Under the FCC order, Nextel must contribute at least $4.8 billion in spectrum and cash to pay for rebanding, which is designed to mitigate interference to public-safety communications in the 800 MHz band. In addition, public safety will receive additional spectrum in the deal. However, Nextel’s acceptance of the order was a prerequisite to rebanding, and the FCC had established a deadline of Feb. 7 for the wireless carrier to announce its decision.
“So on behalf of Nextel, it’s my privilege and honor to answer, ‘Yes,’” said Nextel CEO Tim Donahue during a press conference announcing the decision. “Nextel accepts the responsibilities, obligations, license modifications and conditions specified in the FCC’s Report and Order to eliminate 800 megahertz CMRS-public-safety interference. The FCC’s decision is simply the right thing to do for first responders … and our nation’s homeland security, and for Nextel.”
FCC Chairman Michael Powell, who also attended the press conference, recalled the difficulties associated with the three-year proceeding but said the favorable result for first responders was well worth the effort.
“It is one of the most significant things I have ever had the privilege to be involved in and one in which I am enormously proud,” Powell said. “I will tell you, I’m going to leave the commission in a month, and I would never have left if this was undone. … We weren’t going anywhere until it was finished.”
But Powell noted that the job is not complete, that all involved have only “earned the right to do the hard part” — the three-year rebanding process that the Transition Administrator will oversee (see First Responder Communications, March 2005).
Under the revised order, Nextel is required to pay $2.8 billion in cash. The first priority for that money is to pay for rebanding, but any leftover funds are earmarked for the U.S. Treasury. Nextel Senior Vice President and Chief Regulatory Officer Robert Foosaner predicted that the U.S. Treasury would be receiving a payment.
Foosaner also said he believes rebanding will solve the interference problem, bluntly answering a reporter’s question regarding what will happen if there is any interference to public-safety communications after rebanding is completed.
“I think the commission has demonstrated they’ll have our head,” Foosaner said. “The commission sent a very loud message here. They’re not going to tolerate interference to public safety.”
Although Nextel waited until the last possible day to make the announcement, the decision was hardly a surprise. At the Association of Public-Safety Communications Officials Winter Summit the previous week, it was revealed that the wireless carrier already had negotiated rebanding agreements with some 800 MHz users. In addition, Nextel faced substantial political and public-relations backlash — not to mention more stringent interference rules — if it declined to reband, especially after the FCC granted many of concessions Nextel sought in a revised order.

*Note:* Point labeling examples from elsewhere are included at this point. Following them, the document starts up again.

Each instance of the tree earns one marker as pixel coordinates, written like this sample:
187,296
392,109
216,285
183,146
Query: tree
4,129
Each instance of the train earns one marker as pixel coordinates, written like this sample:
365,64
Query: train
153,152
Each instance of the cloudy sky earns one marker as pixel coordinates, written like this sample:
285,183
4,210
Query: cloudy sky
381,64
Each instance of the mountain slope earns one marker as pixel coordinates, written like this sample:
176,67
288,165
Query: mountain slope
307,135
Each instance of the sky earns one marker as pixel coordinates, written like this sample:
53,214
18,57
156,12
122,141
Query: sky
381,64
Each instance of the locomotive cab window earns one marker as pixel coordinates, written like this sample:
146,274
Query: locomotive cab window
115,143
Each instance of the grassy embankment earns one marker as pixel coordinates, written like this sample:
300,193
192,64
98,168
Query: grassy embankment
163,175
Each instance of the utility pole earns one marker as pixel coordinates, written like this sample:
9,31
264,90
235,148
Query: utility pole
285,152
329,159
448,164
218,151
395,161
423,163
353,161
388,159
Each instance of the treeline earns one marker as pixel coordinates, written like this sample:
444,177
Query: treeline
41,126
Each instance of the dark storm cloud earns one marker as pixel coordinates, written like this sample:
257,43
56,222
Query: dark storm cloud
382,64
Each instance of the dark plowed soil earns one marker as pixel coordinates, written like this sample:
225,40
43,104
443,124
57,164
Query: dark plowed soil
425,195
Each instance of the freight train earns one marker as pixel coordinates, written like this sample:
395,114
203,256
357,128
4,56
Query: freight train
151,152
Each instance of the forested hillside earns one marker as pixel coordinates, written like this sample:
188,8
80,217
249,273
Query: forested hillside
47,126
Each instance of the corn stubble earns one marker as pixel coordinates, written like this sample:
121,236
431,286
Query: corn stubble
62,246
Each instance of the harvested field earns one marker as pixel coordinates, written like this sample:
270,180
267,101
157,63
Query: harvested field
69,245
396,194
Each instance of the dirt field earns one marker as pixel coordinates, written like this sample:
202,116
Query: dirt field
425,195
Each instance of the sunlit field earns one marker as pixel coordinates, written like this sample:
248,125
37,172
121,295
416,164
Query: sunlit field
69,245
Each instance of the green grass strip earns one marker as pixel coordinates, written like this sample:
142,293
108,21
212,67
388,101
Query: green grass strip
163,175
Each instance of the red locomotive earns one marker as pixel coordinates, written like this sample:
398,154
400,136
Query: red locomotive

Nextel spokesman Tim O’Regan said his company made the decision independently, but most observers said the wireless operator’s merger announcement with Sprint effectively sealed Nextel’s commitment to rebanding.
Nextel’s current interleaved spectrum would be of little use to Sprint’s future broadband wireless plans. However, the contiguous spectrum Nextel will receive at 800 MHz and especially 1.9 GHz — the location of Sprint’s airwaves — through the rebanding deal caused the merger to make sense.
“I think there was always an understanding that Nextel would [accept the rebanding order,]” said Roger Entner, director of wireless/mobile service for The Yankee Group. “I don’t think it was ever contemplated that they wouldn’t do it.”
Nextel’s O’Regan said shareholders for Sprint and Nextel are expected to vote on the merger this spring, probably in May. When the merger was announced in December, many analysts predicted Verizon Communications would pre-empt the Sprint/Nextel deal with its own bid for Sprint, which uses the same CDMA technology as Verizon in the wireless space.
“I was surprised [Verizon] didn’t [bid for Sprint],” Michael Grossi, Adventis vice president, said.
However, Grossi said he no longer believes Verizon — which has bid $6.8 billion for long-distance carrier MCI — will attempt to buy Sprint. Not only is Verizon Wireless confident in its ability to grow organically, consolidation with Sprint could complicate parent Verizon’s efforts to lobby Congress for deregulation of its wireline business, Grossi said.
In addition, Entner said the prospect of a Verizon/Sprint would leave the U.S. wireless landscape with two huge nationwide carriers — Baby Bell-owned Verizon and Cingular — and two smaller nationwide carriers — T-Mobile and Nextel. While a Sprint/Nextel merger would create competition between three large nationwide wireless operators, getting regulators to approve a Verizon/Sprint deal “would be a bloody mess,” Entner said.